Friday, August 19, 2011

Summer's Almost Over

I had envisioned writing a series of blog posts reflecting on my classroom practices.  I made it through my posts on goal setting and started working on one on classroom management.  However, I'm really excited about the statistics class I will be teaching and I'd much rather think about that.  (I will keep calling it statistics, but it really is a data/stats/probability course).

My school has never had a statistics class before,  we do not own textbooks for it, and will not be purchasing textbooks for it.  I have been given carte blanche by administrators.  I can do anything I want.  I have never really felt constrained by curriculum before and tended to do my own thing, but not having a textbook to default to when I haven't planned a killer lesson or to look to for guidance is both empowering and frightening.

What am I going to do with them for a full year?

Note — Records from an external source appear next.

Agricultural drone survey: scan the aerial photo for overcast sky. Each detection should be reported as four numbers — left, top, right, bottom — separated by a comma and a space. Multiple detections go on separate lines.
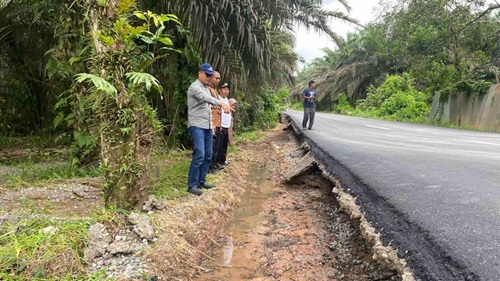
294, 0, 498, 69
294, 0, 381, 68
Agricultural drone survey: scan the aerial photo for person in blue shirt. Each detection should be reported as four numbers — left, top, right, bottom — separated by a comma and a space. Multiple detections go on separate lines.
302, 80, 317, 130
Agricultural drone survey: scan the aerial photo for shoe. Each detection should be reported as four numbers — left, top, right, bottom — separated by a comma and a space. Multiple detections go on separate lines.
208, 165, 218, 174
187, 186, 203, 195
308, 128, 313, 130
302, 127, 306, 130
199, 182, 215, 189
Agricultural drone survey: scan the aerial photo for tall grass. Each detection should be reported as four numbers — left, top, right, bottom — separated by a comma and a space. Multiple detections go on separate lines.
0, 216, 88, 280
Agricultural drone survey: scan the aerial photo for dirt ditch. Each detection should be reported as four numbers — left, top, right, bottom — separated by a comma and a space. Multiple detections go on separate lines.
0, 123, 410, 280
190, 125, 403, 281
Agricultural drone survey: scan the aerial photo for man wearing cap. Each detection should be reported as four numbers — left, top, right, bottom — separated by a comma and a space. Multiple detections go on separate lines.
213, 82, 232, 168
187, 63, 232, 195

Well, the students in the class will be juniors and seniors.  The seniors have already taken their state math graduate exam, but many did not pass.  The juniors will take the semi-high stakes test in April (if you don't pass you can keep trying, but you need to pass to graduate).  I had many of the juniors last year, in Algebra II, and know that many students are far behind where the state wants them to be.  The majority of students have computational difficulties (heavy reliance on calculators for anything calculation with positives and negatives), low math self esteem ( "I have no idea how I passed geometry.  I should have failed."  "I don't know how to do anything"), and difficulty connecting concepts.  To their credit, the majority of the students are technologically savy (they picked up excel in a flash and made awesome videos for our review archives).  Moreover, they are willing experimenters and went along with just about everything I asked them to do.  Problems written on the windows?  OK Miss...sounds like "fun".  Taking a test through google docs?  Sure no problem.  They are very flexible, they trust that I am helping them to learn math, and a result will try earnestly.

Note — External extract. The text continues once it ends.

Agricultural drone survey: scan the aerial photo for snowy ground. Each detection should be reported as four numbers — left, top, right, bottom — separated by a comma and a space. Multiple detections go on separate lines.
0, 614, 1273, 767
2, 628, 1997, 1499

I'm fairly certain I will be testing their ability to be flexible and try new things with this statistics course.

Rough ideas:

Review of all concepts on the state exam

  • Post a video/smart-board display of me working through a sample problem
  • Have a "pre-test" on Fridays to assess where individual students are with the concept
  • Examine pre-tests over weekend to inform creation of classwork/grouping
  • Use Tuesdays to refresh/relearn the concept
Lingering questions:

  • What order?  Should I post the video before the pre-test so students can jog their memory?  Should I post it after to get a real picture 
  • If the students didn't understand or store the information for recall the first time, what am I going to do differently? 
  • How can I feasibly do this without over-burdening myself with work and grading?  
  • Am I overemphasizing the state test? 
Be Organized, Help Students to Organize
  • Students have two notebooks- 1 for classwork, 1 for the test review.  Last year I let students do work anywhere, looseleaf, computers, anything, and stuff got lost.  The few students that had been using notebooks could flip back to past work easily, find late work, and turn in multiple assignments at once.  On the rare occasion that I mark something as "missing" that really was turned in, it is very easy for the student to find it and show it to me. 
  • Students will create a Stats Class Folder on their desktop and I will tell them how to name notes, handouts, etc. 
  • My prep hour is at the end of the day.  That time needs to be used to grade work and update the online gradebook.  At the LATEST I want to be giving work back the following Monday. 
Lingering Questions
  • How/what am I going to be grading?
  • Am I keeping with my school's paper-free vision by reverting back to notebooks/paper tests?  I really tried to go all digital last year, but it is a hassle to open up 70+ versions of the same assignment, grade it on the computer, switch screens to enter the grade online, and if there is feedback on the document, manually return it to the student's desktop.  Until the return feature is improved, I think I need to stick to paper. 
Standards Based Grading
  • I've always wanted to use SBG.  I have a great tracker and always start off the year using it.  My tests were broken down by concept and I'm comfortable grading in chunks like that.  I allowed for reassessment. 
  • Be more open with the students about SBG.  I was tempted to have a shared google doc between me and each student where we could each update progress on individual concepts.  However that would be management nightmare.  I think I will start off the school year by listing each of the statistics concepts in the online gradebook.  In the front of their notebook they will staple a folded copy of the statistics concepts followed by all of the concepts we will be covering in Tuesday's review day.  
  • Have a firm set of reassessment guidelines.  Students must correct work on quizzes/tests/HW before reassessment.  In one day, I can either work with them to learn the concept,  or give the test, not both.  They can only reassess once per day.  They need to make corrections to the reassessment and pass my verbal pre-test before attempting again.   With some exceptions, reassessment window ends two weeks after the original test was given.